Central Limit Theorem

Learning Objectives

After this unit, students should be able to

describe the sampling distribution.
describe the central limit theorem.
comprehend why the central limit theorem is a cornerstone in the statistical inference.

Revisiting Population vs Sample

Consider the following dataset of five students with their test score out of \(5\): \(\{(A, 3), (B, 4), (C, 2), (D, 3), (E, 1)\}\). We will treat this dataset as the population with mean \(\mu\) equals to \(2.6\).

Let us assume that we do not have resources to process the data for five persons; but we can process three persons. Thus we can only work on the samples of size three. Our aim in this case is to estimate the population mean using the sample mean. Since this simply a toy example, we can exhaustively study each of the \(10\) samples of size three from the population. Following table lists those samples with their sample means.

Samples	Sample Mean
\(\{ACE, DCE\}\)	\(2.00\)
\(\{ADE, BCE\}\)	\(2.33\)
\(\{ABE, DBE, ACD\}\)	\(2.67\)
\(\{ABC, DBC\}\)	\(3.00\)
\(\{ABD\}\)	\(3.33\)

We observe that the sample mean can be treated as a random variable. The randomness for this variable is introduced by the sampling procedure. The probability distribution for \(\bar{X}\) is shown as below.

\(x_i\)	\(Pr[\bar{X} = x_i]\)
\(2.00\)	\(2/10 = 0.2\)
\(2.33\)	\(2/10 = 0.2\)
\(2.67\)	\(3/10 = 0.3\)
\(3.00\)	\(2/10 = 0.2\)
\(3.33\)	\(1/10 = 0.1\)

Let's compute the expected value.

\[ \begin{aligned} E[\bar{X}] &= \sum_{x_i} x_i Pr[\bar{X} = x_i] \\ &= (2 * 0.2) + (2.33 * 0.2) + (2.67 * 0.3) + (3.00 * 0.2) + (3.33 * 0.1) \\ &= 2.6 \end{aligned} \]

Isn't this the population mean we wanted to discover?

Sampling Distribution

The sampling induces the randomness (or indeterminism) which enables us to treat any statistic as a random variable. Sampling distribution is the probability distribution of any statistic computed based on random sampling. It provides us a gateway to the idea of statistical inference mentioned in Unit 3.

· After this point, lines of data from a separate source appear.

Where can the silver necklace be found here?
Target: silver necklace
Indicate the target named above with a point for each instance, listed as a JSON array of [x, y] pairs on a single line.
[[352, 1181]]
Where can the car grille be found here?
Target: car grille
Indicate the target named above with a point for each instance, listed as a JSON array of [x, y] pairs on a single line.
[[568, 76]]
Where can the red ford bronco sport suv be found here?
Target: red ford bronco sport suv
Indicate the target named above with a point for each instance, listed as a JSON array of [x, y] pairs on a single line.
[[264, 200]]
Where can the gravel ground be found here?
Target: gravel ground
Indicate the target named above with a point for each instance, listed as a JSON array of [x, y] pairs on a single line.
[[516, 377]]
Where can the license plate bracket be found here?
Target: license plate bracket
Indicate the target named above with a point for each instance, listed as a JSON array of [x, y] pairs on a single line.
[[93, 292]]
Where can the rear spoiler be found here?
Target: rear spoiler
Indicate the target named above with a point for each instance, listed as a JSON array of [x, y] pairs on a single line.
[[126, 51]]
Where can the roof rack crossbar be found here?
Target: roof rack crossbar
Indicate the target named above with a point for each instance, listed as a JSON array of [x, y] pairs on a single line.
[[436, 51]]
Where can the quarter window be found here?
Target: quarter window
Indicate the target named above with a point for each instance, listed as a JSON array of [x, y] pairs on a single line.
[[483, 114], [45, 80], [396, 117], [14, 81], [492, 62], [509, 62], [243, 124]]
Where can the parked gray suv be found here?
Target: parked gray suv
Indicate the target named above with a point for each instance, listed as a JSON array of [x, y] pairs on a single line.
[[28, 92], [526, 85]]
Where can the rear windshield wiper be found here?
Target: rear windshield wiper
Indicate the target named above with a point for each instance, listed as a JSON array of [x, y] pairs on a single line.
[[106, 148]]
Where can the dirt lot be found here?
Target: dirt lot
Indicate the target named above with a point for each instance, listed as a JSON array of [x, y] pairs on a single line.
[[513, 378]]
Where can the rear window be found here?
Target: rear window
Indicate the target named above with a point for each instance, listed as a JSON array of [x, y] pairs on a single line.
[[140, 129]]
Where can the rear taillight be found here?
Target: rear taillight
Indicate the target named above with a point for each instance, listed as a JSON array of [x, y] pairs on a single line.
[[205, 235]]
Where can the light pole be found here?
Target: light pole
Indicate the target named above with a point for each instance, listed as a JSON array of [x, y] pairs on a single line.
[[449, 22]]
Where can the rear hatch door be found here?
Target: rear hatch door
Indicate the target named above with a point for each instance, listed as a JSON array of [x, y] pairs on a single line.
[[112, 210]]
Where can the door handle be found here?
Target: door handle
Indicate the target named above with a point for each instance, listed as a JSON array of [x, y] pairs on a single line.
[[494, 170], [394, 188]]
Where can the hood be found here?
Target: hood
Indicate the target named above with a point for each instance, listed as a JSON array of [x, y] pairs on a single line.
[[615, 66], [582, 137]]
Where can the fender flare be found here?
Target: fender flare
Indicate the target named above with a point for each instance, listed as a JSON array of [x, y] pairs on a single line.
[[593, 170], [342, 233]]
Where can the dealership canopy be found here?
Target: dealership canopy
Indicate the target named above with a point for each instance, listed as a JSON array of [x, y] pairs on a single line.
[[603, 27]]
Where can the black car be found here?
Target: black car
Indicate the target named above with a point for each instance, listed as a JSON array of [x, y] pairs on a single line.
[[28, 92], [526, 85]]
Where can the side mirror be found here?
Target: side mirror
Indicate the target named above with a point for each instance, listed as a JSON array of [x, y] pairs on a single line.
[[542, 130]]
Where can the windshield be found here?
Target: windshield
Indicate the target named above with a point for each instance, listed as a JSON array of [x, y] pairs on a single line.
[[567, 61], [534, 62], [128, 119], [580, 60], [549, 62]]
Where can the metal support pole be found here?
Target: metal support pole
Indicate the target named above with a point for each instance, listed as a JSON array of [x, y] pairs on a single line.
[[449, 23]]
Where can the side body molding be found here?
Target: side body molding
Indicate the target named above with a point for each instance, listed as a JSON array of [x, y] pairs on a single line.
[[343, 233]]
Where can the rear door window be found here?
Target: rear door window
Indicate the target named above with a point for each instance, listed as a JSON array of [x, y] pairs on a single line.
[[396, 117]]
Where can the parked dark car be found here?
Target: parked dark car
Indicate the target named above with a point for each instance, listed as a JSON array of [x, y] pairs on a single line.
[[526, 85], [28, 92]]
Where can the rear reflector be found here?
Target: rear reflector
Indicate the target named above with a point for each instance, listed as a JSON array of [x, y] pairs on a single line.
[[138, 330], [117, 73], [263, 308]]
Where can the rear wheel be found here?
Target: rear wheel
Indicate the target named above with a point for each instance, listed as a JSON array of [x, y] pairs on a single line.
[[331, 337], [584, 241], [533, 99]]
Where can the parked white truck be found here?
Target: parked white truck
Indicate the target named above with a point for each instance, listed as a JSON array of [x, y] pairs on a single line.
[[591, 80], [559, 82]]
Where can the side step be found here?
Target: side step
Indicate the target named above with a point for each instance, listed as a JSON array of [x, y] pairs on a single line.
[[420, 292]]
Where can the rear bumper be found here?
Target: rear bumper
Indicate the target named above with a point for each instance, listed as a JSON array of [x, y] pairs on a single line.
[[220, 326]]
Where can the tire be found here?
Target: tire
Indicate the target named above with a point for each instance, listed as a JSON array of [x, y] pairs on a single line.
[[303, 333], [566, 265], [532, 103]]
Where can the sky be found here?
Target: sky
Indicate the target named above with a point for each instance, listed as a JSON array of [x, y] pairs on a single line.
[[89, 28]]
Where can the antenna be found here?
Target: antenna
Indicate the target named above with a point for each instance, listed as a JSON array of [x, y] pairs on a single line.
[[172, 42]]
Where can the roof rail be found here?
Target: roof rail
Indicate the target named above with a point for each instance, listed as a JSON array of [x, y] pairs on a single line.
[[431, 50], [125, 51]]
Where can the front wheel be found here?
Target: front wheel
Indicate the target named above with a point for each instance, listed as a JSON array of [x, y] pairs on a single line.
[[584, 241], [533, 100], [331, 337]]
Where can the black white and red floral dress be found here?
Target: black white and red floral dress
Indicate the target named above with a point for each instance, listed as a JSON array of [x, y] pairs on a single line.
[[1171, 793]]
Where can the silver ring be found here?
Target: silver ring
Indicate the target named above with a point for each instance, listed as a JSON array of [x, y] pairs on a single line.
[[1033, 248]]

Sampling distribution depends on

the distribution of the underlying population
the statistic
the sampling procedure
the sample size

Well-known statistics and their sampling distributions are listed in the following table. There are a few more distributions that we will use. We will introduce them when required.

Population	Statistic	Sampling distribution
\(\mathcal{N}(\mu, \sigma^2)\)	Sample mean \(\bar{X}\)	\(\bar{X} \sim \mathcal{N}(\mu, \frac{\sigma^2}{n})\)
\(Bernoulli(p)\)	Proportion of successes \(\bar{X}\)	\(n\bar{X} \sim Binomial(n, p)\)

Examining the data in the table, we notice that the mean of sample mean aligns with the population mean. Consequently, we can confidently extrapolate the population mean from the sample mean statistically. This discovery allows us to estimate population characteristics based on their representations in a smaller sample—a promising development. However, there's a significant obstacle: the sampling distribution is influenced by numerous factors, not all of which can be consistently managed by an analyst. Is it feasible for us to reliably ascertain the sampling distribution each time?

Standard Error

The standard deviation of the sampling distribution of a statistic is called as a standard error. For the sample mean, it is

\[ \sigma_{\bar{X}} = \frac{\sigma}{\sqrt{n}} \]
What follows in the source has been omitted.